Riapre finalmente il Tempio di Venere e Roma, il più grande tempio della città romama ma anche il più disastrato in epoca remota nonché in quella recente. Appollaiato sulla collinetta di Santa Maria Nova in faccia al Colosseo finora è stato infatti occasione di recenti iniziative poco simpatiche, financo maldestre, come quelle escogitate dalla corte di Valentino (il sarto) che per celebrare i fasti del titolare del celdebre marchio ormai in procinto di andare in pensione occupò il sito cospargendolo di finte colonne in plastica fatte fare dal malcapitato scenografo Dante Ferretti.
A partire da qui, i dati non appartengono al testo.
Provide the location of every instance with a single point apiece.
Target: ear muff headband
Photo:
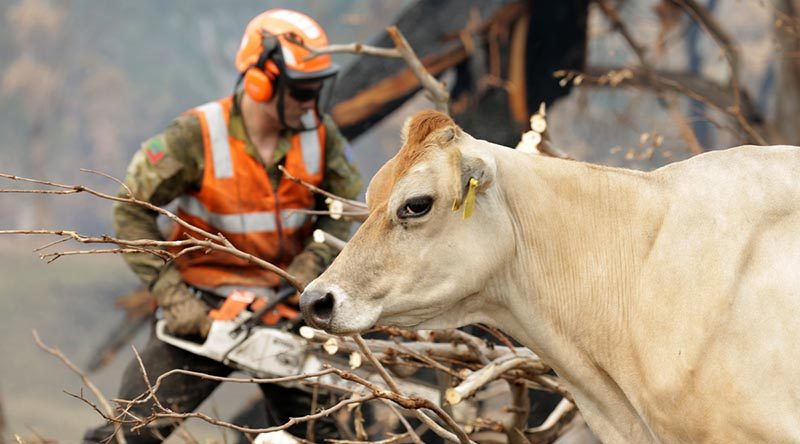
(259, 79)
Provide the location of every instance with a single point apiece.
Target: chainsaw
(257, 335)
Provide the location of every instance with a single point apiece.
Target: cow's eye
(415, 207)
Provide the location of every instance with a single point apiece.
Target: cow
(668, 301)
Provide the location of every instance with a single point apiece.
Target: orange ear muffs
(259, 83)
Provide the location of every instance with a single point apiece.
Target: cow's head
(421, 259)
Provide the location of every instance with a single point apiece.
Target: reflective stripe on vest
(309, 142)
(221, 149)
(243, 222)
(218, 136)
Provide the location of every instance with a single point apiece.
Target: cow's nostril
(317, 307)
(323, 308)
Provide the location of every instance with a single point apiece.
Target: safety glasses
(304, 94)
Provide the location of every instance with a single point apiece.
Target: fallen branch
(109, 411)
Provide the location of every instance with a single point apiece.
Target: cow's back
(721, 296)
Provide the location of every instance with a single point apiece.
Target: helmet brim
(300, 76)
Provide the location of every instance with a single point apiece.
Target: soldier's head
(277, 69)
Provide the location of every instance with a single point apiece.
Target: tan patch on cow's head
(425, 131)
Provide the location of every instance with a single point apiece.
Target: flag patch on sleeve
(155, 150)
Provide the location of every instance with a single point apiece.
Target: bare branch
(489, 373)
(438, 95)
(322, 237)
(84, 378)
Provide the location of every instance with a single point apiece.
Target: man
(220, 161)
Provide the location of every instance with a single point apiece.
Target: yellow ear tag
(469, 201)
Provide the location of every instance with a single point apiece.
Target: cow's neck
(583, 234)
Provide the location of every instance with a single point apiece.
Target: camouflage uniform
(166, 166)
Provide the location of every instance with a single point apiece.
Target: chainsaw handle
(281, 295)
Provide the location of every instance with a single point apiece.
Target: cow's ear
(477, 173)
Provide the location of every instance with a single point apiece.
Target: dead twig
(109, 411)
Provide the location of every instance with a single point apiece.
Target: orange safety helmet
(274, 44)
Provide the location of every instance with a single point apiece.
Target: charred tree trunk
(504, 54)
(787, 97)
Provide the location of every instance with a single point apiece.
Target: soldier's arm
(341, 178)
(166, 166)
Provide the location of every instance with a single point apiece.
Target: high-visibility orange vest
(237, 199)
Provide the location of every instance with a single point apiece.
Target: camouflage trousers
(184, 393)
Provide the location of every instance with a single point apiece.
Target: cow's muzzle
(317, 307)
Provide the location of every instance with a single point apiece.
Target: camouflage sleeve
(166, 166)
(341, 178)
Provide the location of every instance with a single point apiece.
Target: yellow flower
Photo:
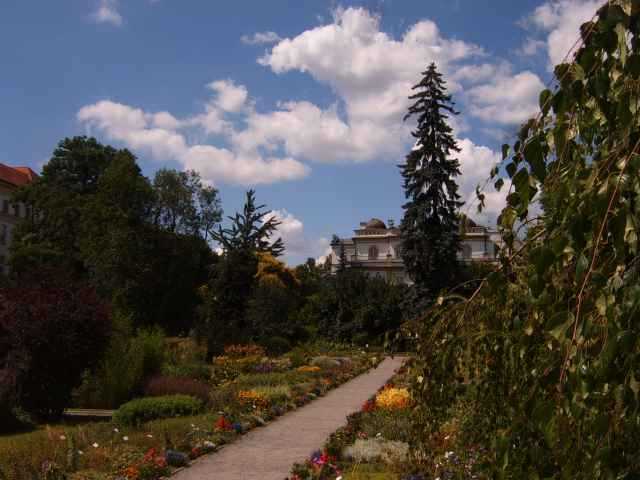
(309, 368)
(393, 398)
(251, 397)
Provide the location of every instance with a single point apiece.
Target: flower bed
(374, 443)
(147, 450)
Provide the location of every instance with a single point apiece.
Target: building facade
(375, 249)
(11, 178)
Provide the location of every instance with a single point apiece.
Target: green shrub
(198, 371)
(299, 357)
(129, 360)
(145, 409)
(276, 346)
(252, 380)
(273, 394)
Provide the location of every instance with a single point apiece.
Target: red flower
(369, 406)
(148, 457)
(222, 424)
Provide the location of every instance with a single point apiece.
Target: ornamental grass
(393, 398)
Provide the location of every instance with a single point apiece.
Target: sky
(302, 100)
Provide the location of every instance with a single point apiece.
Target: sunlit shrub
(143, 410)
(160, 385)
(393, 398)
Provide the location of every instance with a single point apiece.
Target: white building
(11, 178)
(375, 249)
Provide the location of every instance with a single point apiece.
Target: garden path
(267, 453)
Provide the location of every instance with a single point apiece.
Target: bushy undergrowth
(48, 336)
(129, 360)
(143, 410)
(159, 386)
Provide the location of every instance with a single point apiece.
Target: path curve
(268, 453)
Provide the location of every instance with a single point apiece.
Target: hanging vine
(547, 350)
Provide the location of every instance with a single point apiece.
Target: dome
(376, 223)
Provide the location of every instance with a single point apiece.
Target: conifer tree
(429, 226)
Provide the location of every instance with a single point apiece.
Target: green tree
(97, 216)
(251, 230)
(233, 280)
(429, 227)
(184, 205)
(543, 359)
(52, 232)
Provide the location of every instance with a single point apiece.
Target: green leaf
(534, 155)
(581, 267)
(634, 385)
(559, 332)
(545, 101)
(621, 31)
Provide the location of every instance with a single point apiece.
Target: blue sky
(302, 100)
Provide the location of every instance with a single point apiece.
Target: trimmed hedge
(146, 409)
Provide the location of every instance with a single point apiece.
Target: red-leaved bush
(48, 336)
(162, 385)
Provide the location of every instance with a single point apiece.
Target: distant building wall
(11, 178)
(376, 249)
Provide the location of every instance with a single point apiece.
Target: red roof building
(11, 178)
(16, 176)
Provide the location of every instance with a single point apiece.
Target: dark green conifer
(430, 229)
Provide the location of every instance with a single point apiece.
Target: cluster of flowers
(201, 449)
(308, 369)
(224, 425)
(251, 397)
(368, 406)
(321, 465)
(250, 350)
(391, 398)
(152, 466)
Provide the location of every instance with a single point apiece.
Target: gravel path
(267, 453)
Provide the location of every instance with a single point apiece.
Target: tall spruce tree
(429, 227)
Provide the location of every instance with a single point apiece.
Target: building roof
(16, 176)
(375, 223)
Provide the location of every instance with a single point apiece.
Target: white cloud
(157, 135)
(561, 20)
(508, 99)
(260, 38)
(371, 73)
(476, 162)
(291, 230)
(531, 47)
(107, 12)
(230, 97)
(296, 242)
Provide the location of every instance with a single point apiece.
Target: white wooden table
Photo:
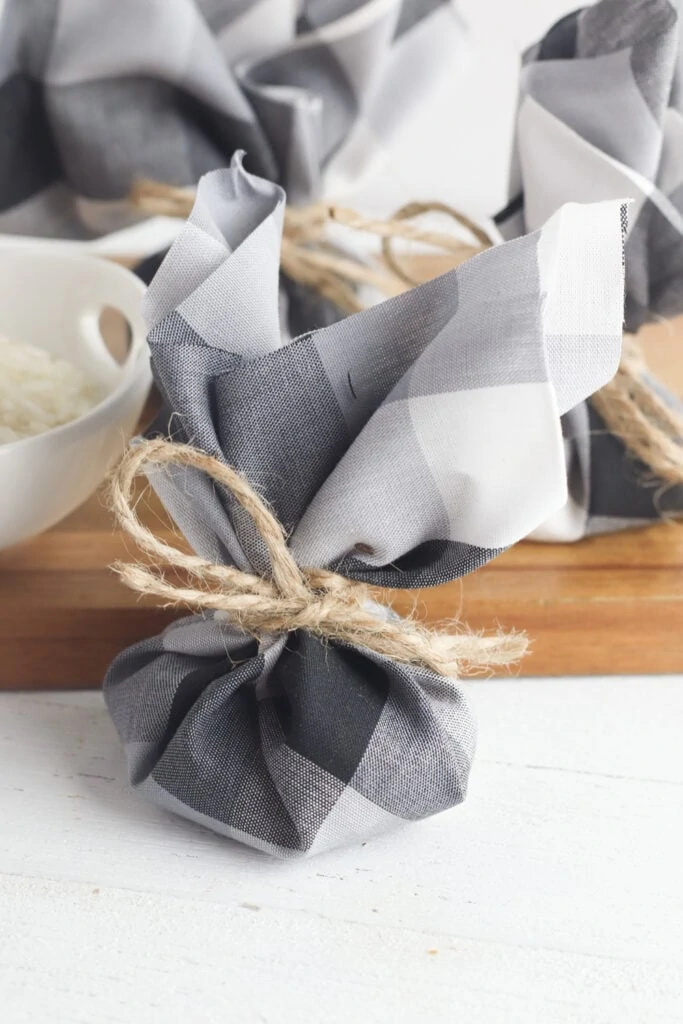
(553, 895)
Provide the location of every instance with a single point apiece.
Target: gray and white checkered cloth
(406, 446)
(600, 117)
(94, 93)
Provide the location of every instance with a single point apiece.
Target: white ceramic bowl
(52, 296)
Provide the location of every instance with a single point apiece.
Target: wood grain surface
(610, 604)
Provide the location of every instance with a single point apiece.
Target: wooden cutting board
(605, 605)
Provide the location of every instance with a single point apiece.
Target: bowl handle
(109, 285)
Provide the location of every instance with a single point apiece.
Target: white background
(553, 895)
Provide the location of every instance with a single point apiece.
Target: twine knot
(323, 602)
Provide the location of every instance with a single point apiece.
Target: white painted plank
(554, 894)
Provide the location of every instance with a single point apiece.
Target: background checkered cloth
(601, 116)
(404, 445)
(94, 93)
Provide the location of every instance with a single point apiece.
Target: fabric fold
(600, 117)
(404, 445)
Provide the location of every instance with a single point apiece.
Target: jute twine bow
(650, 429)
(325, 603)
(633, 412)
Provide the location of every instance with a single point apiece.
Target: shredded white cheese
(39, 391)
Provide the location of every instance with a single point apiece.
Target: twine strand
(323, 602)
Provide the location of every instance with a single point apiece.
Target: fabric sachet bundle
(601, 116)
(93, 94)
(404, 445)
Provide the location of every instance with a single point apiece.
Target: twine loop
(317, 600)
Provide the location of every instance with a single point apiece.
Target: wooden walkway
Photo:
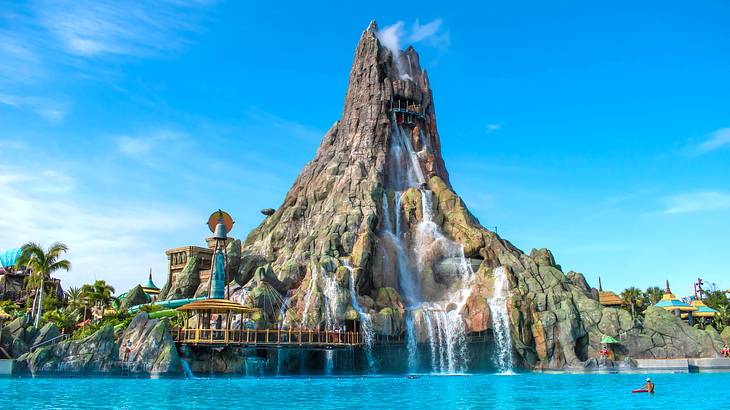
(267, 338)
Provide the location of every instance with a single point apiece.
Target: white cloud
(697, 202)
(116, 241)
(53, 111)
(95, 27)
(493, 127)
(430, 34)
(715, 140)
(144, 144)
(288, 127)
(420, 32)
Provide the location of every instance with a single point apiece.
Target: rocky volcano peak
(372, 231)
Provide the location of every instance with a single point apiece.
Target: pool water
(522, 391)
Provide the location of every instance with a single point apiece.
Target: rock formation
(375, 209)
(153, 351)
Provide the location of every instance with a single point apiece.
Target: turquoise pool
(523, 391)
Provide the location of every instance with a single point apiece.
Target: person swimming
(649, 386)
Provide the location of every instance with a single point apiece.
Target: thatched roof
(609, 299)
(217, 305)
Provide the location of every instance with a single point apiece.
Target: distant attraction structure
(150, 289)
(608, 298)
(220, 223)
(673, 304)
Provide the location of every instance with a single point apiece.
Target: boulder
(388, 298)
(186, 282)
(48, 332)
(153, 350)
(96, 353)
(135, 296)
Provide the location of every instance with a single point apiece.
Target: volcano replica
(372, 231)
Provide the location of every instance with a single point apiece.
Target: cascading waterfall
(331, 297)
(366, 323)
(187, 370)
(411, 342)
(444, 325)
(282, 312)
(500, 322)
(308, 296)
(329, 361)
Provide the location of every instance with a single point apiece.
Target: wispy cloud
(51, 110)
(494, 127)
(697, 202)
(715, 140)
(97, 27)
(285, 126)
(118, 241)
(144, 143)
(430, 34)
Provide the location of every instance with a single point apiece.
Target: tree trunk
(40, 305)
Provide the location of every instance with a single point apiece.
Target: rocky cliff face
(153, 351)
(372, 230)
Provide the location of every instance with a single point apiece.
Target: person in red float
(647, 388)
(725, 351)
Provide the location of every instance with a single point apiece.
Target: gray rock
(153, 350)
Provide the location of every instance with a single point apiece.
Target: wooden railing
(267, 337)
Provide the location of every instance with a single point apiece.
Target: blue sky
(600, 131)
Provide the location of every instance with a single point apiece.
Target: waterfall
(331, 299)
(308, 297)
(500, 322)
(366, 323)
(282, 312)
(411, 343)
(441, 318)
(329, 361)
(187, 370)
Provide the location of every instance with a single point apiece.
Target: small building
(150, 289)
(12, 281)
(608, 298)
(672, 303)
(406, 111)
(703, 311)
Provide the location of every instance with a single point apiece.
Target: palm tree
(73, 297)
(99, 293)
(42, 264)
(64, 318)
(722, 318)
(632, 297)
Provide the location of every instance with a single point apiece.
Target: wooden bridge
(273, 338)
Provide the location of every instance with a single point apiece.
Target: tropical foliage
(42, 264)
(98, 294)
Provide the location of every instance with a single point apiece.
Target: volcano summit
(372, 231)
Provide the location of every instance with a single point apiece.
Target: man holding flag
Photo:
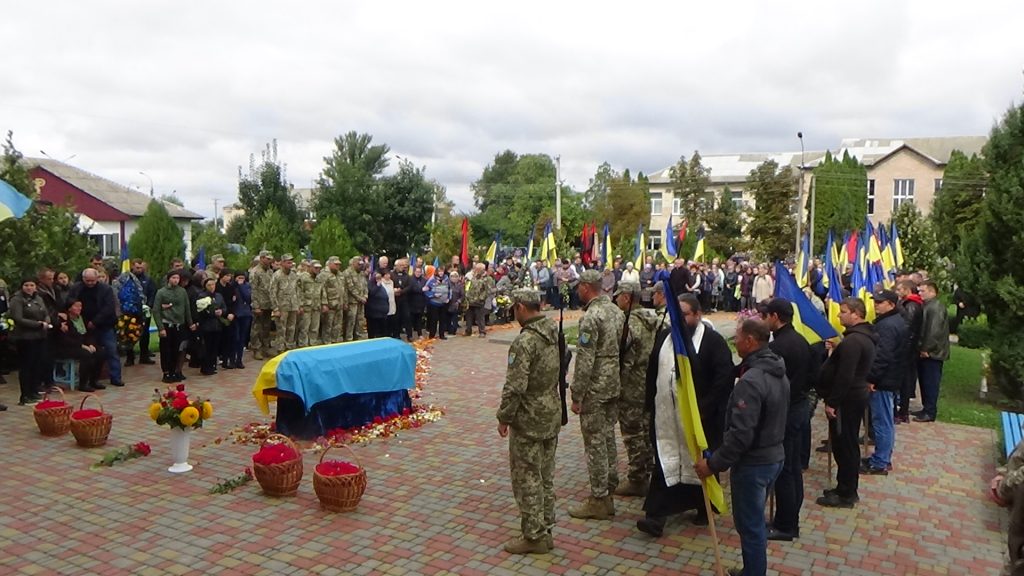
(755, 427)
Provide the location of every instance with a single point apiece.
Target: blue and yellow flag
(686, 396)
(12, 203)
(806, 319)
(698, 251)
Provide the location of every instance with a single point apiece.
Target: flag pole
(711, 528)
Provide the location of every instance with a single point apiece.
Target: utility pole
(558, 192)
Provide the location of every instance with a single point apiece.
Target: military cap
(526, 296)
(628, 288)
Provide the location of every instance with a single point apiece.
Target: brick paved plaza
(438, 499)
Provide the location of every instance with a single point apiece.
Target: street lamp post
(151, 181)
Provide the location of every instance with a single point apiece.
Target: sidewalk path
(439, 502)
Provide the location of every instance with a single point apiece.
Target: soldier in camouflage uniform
(260, 278)
(634, 421)
(1008, 491)
(531, 411)
(305, 284)
(595, 394)
(335, 300)
(355, 288)
(285, 299)
(317, 305)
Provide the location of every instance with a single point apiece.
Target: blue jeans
(883, 426)
(109, 341)
(750, 492)
(929, 375)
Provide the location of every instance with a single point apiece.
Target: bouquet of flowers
(176, 409)
(129, 452)
(129, 329)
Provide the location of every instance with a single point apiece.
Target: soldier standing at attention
(285, 302)
(260, 278)
(530, 416)
(356, 289)
(595, 394)
(335, 300)
(635, 348)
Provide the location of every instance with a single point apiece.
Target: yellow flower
(188, 416)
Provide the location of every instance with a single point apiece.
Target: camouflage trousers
(634, 422)
(598, 426)
(532, 466)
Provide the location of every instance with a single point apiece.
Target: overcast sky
(185, 91)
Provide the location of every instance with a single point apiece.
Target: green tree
(841, 198)
(772, 225)
(725, 225)
(990, 265)
(158, 239)
(347, 188)
(45, 236)
(272, 233)
(956, 208)
(689, 181)
(916, 237)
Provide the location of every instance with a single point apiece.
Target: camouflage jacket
(354, 286)
(530, 405)
(595, 379)
(633, 364)
(334, 289)
(260, 279)
(285, 291)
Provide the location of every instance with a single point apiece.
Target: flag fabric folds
(13, 204)
(689, 415)
(806, 320)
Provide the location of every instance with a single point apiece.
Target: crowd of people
(756, 416)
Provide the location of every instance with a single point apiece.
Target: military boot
(521, 545)
(632, 489)
(592, 507)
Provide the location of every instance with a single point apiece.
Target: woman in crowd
(31, 327)
(75, 342)
(210, 307)
(437, 293)
(243, 319)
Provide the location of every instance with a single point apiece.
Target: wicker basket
(53, 421)
(91, 432)
(283, 479)
(340, 493)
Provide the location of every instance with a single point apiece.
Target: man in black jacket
(755, 428)
(844, 383)
(885, 379)
(99, 315)
(795, 351)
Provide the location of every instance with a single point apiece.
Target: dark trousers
(170, 347)
(30, 362)
(437, 321)
(790, 484)
(930, 374)
(845, 430)
(211, 345)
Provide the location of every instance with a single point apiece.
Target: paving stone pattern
(438, 499)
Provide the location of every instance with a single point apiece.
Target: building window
(655, 203)
(902, 192)
(654, 240)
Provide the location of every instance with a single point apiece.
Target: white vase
(179, 450)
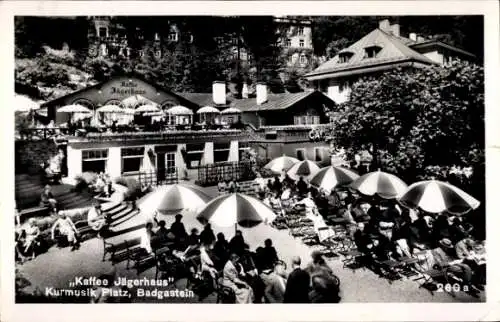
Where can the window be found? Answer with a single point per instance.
(301, 154)
(172, 36)
(170, 163)
(318, 156)
(103, 32)
(372, 51)
(303, 59)
(132, 159)
(94, 160)
(345, 57)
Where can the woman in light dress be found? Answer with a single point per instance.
(231, 279)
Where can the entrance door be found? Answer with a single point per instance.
(160, 168)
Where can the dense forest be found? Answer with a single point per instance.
(191, 64)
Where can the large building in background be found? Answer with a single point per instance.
(380, 50)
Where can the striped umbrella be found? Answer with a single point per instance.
(304, 168)
(172, 199)
(382, 184)
(236, 209)
(281, 163)
(436, 196)
(330, 177)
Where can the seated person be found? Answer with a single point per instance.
(178, 230)
(269, 254)
(232, 278)
(324, 290)
(302, 186)
(237, 243)
(442, 257)
(207, 235)
(96, 218)
(31, 234)
(274, 285)
(47, 198)
(66, 228)
(221, 251)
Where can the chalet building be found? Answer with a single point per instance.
(380, 50)
(276, 124)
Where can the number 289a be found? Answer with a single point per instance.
(452, 287)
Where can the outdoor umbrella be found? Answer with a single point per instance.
(147, 108)
(172, 199)
(436, 196)
(110, 109)
(304, 169)
(231, 110)
(135, 100)
(74, 108)
(208, 110)
(281, 163)
(179, 110)
(330, 177)
(236, 209)
(382, 184)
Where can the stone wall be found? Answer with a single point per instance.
(30, 154)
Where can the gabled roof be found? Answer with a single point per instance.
(274, 102)
(393, 49)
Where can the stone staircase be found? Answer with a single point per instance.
(28, 189)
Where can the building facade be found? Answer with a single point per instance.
(380, 50)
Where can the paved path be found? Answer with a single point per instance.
(58, 266)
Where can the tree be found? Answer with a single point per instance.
(413, 120)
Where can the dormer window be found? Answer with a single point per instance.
(372, 51)
(345, 56)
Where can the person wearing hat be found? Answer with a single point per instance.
(66, 228)
(443, 258)
(96, 218)
(47, 198)
(178, 230)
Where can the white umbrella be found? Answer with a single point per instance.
(179, 110)
(304, 169)
(281, 163)
(236, 209)
(24, 104)
(231, 110)
(74, 108)
(136, 100)
(173, 199)
(208, 110)
(436, 196)
(110, 109)
(147, 108)
(382, 184)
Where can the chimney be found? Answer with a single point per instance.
(219, 93)
(244, 90)
(384, 25)
(261, 89)
(395, 29)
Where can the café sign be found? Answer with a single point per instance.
(127, 88)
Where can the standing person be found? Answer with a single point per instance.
(66, 228)
(47, 198)
(231, 278)
(297, 285)
(207, 235)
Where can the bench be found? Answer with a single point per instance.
(122, 251)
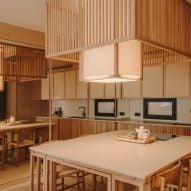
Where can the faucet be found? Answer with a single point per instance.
(83, 111)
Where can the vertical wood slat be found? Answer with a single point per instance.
(164, 23)
(153, 56)
(21, 62)
(80, 24)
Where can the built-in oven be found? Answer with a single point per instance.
(105, 107)
(160, 108)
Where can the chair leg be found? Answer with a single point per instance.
(17, 156)
(83, 181)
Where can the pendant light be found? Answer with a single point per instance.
(119, 62)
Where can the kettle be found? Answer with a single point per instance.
(142, 133)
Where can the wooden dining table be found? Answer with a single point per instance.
(103, 155)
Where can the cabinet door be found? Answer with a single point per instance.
(45, 88)
(177, 80)
(82, 88)
(153, 81)
(110, 90)
(59, 85)
(70, 85)
(96, 90)
(132, 89)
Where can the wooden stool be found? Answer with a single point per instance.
(187, 170)
(22, 138)
(63, 172)
(170, 176)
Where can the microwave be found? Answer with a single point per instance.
(105, 107)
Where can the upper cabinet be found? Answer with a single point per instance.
(96, 90)
(70, 84)
(59, 85)
(132, 89)
(45, 88)
(82, 88)
(153, 81)
(177, 80)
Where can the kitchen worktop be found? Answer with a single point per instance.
(125, 120)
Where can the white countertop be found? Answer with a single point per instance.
(104, 153)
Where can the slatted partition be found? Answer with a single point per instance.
(165, 23)
(17, 63)
(74, 25)
(153, 56)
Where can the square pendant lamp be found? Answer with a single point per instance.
(120, 62)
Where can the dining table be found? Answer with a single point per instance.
(102, 154)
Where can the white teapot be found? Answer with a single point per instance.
(142, 133)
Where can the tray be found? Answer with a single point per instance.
(130, 138)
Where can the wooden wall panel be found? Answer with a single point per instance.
(22, 35)
(165, 23)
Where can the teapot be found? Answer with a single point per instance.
(142, 133)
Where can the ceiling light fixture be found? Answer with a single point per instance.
(120, 62)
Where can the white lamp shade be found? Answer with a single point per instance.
(99, 64)
(129, 59)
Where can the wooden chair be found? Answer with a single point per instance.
(187, 170)
(170, 176)
(74, 177)
(21, 138)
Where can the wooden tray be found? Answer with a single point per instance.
(128, 138)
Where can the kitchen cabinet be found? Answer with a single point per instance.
(153, 81)
(45, 88)
(70, 84)
(96, 90)
(132, 89)
(110, 90)
(177, 80)
(59, 83)
(82, 88)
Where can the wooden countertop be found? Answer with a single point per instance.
(4, 126)
(103, 152)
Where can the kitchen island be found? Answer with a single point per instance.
(131, 163)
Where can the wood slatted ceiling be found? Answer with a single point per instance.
(74, 25)
(153, 56)
(165, 23)
(18, 63)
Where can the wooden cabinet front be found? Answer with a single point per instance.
(45, 88)
(59, 83)
(132, 89)
(177, 80)
(153, 81)
(70, 85)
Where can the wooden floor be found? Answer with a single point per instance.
(17, 179)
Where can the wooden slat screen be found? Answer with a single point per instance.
(165, 23)
(153, 56)
(74, 25)
(18, 63)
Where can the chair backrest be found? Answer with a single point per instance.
(172, 175)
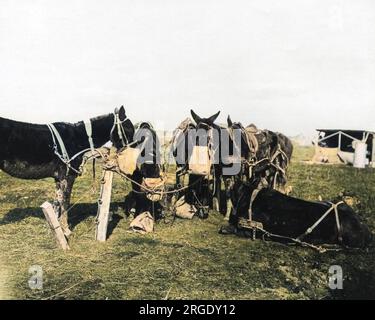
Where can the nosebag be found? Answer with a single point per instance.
(143, 223)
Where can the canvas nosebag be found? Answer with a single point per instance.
(200, 161)
(127, 160)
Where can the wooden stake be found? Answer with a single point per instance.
(103, 206)
(54, 224)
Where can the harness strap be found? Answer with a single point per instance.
(88, 128)
(56, 136)
(332, 208)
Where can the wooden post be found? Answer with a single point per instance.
(103, 206)
(54, 224)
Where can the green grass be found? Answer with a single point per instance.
(184, 260)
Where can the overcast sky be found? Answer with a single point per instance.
(290, 66)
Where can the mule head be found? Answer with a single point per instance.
(207, 121)
(122, 132)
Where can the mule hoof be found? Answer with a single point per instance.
(228, 229)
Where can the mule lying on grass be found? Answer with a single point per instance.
(311, 222)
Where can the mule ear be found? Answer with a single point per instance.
(196, 118)
(229, 121)
(213, 118)
(122, 113)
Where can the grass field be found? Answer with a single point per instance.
(184, 260)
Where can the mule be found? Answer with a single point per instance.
(307, 221)
(33, 151)
(147, 176)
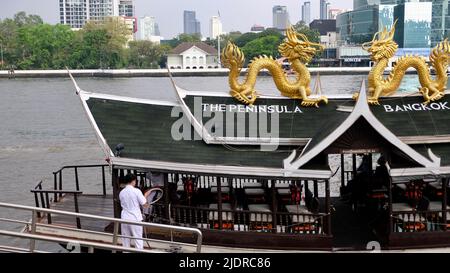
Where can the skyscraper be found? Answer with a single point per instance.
(126, 8)
(73, 12)
(306, 13)
(76, 13)
(99, 9)
(280, 17)
(148, 28)
(324, 9)
(191, 24)
(215, 27)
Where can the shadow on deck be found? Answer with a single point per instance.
(98, 205)
(350, 229)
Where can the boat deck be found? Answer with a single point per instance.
(98, 205)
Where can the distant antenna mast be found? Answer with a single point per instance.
(318, 85)
(218, 44)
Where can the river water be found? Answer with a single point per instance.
(43, 126)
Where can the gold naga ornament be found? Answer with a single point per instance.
(297, 51)
(383, 47)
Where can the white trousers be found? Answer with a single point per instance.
(135, 232)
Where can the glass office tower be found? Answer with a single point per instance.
(422, 24)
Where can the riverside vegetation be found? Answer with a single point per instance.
(28, 43)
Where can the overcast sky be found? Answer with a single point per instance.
(235, 14)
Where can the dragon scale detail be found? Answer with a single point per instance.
(383, 47)
(297, 51)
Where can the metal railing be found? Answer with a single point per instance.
(244, 220)
(113, 246)
(420, 221)
(58, 178)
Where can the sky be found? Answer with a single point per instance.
(238, 15)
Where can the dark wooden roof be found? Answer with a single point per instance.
(145, 130)
(186, 46)
(406, 117)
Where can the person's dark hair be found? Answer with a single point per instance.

Un’occupazione che poi durò un po’ troppo a lungo, suscitando proteste e rimbrotti…
Giovedì con Bondi e il sottosegretario Giro la sovrintendente archeologica ad interim Anna Maria Moretti e il commissario Cecchi illustrano la riapertura.
Il tempio si chiama così perché era dedicato alla dea Venus felix e alla città di Roma. A farlo edificare nel sito in cui sorgeva uno spicchio celebre di Domus Aurea neroniana, quello con la statua del colosso dell’imperatore alta 35 metri più la base, fu il successore Adriano che procedette a riedificare la statua al dio Sole e la fece spostare, con l’aiuto di ventiquattro elefanti. I saggi archeologici al di sotto del tempio hanno trovato i resti di una ricca casa di età repubblicana. L’architetto del tempio fu lo stesso Adriano, ma fu aspramente criticato da un architetto vero, quello imperiale, Apollodoro di Damasco che ci rimise così la vita. Erano altri tempi…Il tempio subì poi un incendio, a restaurarlo fu Massenzio, le colonne che si vedono oggi furono invece recuperate al tempo dello sventramento fascista di via dei Fori Imperiali.